Колдун сдвинул кустистые брови. Должно быть, он пытался уяснить, о чем ему толкуют. Джон-Тому подумалось, что этот Браглоб явно спятил, но не стал от того менее опасен – скорее наоборот.
– Вы меня слышали! – взревел Браглоб. – Я хозяин пертурбатора. Я заставлю его превратить всех вас в камни! Нет, не в камни, а в червяков, которые пойдут на корм рыбам! Вы еще раскаетесь, что не послушались моего совета!
– Ты не сделаешь ничего подобного, – возразил Клотагорб, – поскольку не сможешь; иначе сделал бы давным-давно. Ты раз за разом предпринимал попытки остановить нас, однако мы все же добрались до твоего убежища. Больше ты ни на что не способен. Я не верю, что ты подчинил себе пертурбатор. Да, его можно заключить в пространственно-временную клетку, но подчинить нельзя.
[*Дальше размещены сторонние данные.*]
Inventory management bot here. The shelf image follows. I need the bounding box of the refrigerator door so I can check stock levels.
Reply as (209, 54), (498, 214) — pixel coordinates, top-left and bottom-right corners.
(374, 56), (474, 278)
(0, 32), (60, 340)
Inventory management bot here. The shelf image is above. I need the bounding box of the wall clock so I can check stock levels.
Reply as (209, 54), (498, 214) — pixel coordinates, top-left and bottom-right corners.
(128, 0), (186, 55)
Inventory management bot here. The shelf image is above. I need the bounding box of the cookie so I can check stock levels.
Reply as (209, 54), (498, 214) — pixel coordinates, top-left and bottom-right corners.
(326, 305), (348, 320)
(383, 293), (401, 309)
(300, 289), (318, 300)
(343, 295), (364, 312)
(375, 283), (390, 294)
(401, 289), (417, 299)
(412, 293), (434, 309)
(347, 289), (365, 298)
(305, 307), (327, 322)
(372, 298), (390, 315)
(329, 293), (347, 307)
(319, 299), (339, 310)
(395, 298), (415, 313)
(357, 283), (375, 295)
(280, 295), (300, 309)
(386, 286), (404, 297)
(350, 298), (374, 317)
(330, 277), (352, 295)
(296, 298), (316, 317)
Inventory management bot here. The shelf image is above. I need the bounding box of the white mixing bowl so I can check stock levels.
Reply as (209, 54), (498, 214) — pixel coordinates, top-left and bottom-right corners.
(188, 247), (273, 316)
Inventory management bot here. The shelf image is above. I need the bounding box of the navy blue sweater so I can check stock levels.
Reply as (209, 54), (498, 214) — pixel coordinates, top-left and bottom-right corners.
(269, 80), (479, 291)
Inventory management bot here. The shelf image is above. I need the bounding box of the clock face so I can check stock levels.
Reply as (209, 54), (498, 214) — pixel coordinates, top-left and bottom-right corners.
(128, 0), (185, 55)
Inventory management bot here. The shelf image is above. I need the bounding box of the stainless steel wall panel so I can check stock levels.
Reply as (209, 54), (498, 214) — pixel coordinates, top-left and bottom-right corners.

Раньше я думал по-другому, но когда увидел пертурбатор и тебя, понял, что ошибался, ибо он куда более изумителен, нежели представлялось, а ты, не сочти за грубость, полное ничтожество.
– Врали, обманщики, лгуны, негодяи! – Колдун пригнулся, словно готовясь к прыжку.
Джон-Том насторожился и заслонил было Талею, но та, оскорбленная таким отношением к себе, громко фыркнула, обошла юношу и стала чуть впереди. Вот и рассуждай тут о рыцарстве, подумал Джон-Том; как быть, если женщина, которую ты жаждешь защитить, думает лишь о том, удастся ей или нет пустить в дело свой клинок?
Браглоб вновь уставился на путешественников невидящим взором. Да, размышлял Джон-Том, Клотагорб прав: этот тип явно чокнулся.